#"Hydroxylamine"#, #HONH_2# is a weak Bronsted base with #K_b=10^-8#. What is #pH# for a #0.024*mol*L^-1# solution?

1 Answer
Apr 21, 2017

Answer:

We need the stoichiometric equation............and get #pH~=9.#

Explanation:

#HONH_2(aq) + H_2O(l) rightleftharpoonsHONH_3^+ + HO^-#

And then we write the equilibrium expression:

#K_b=10^-8=([HONH_3^+][HO^-])/([HONH_2])#,

And we make the usual approximations, and invoke #x# as the moles of hydroxylamine that associate,

#K_b=x^2/(0.024-x)#

And if #"0.024>>>"x#, then #x~=sqrt(K_bxx0.024)#

i.e. #x~=sqrt(10^-8xx0.024)#

#x_1=1.55xx10^-5*mol*L^-1#, which is indeed small compared to #0.024#, but let us recycle that value back into the equation......

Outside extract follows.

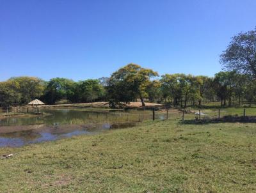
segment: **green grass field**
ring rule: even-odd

#x_2=1.55xx10^-5*mol*L^-1#,

So, from the equilibrium expression, we now know #x=[HO^-]=1.55xx10^-5*mol*L^-1#.

How does this help us, as we were asked to measure #pH#?

Well in aqueous solution under standard condtions, #pH+pOH=14#, thus #pH=14-pOH=14+log_10{1.55xx10^-5}~=9#. This is slightly basic, as we would expect for a weak Bronsted base.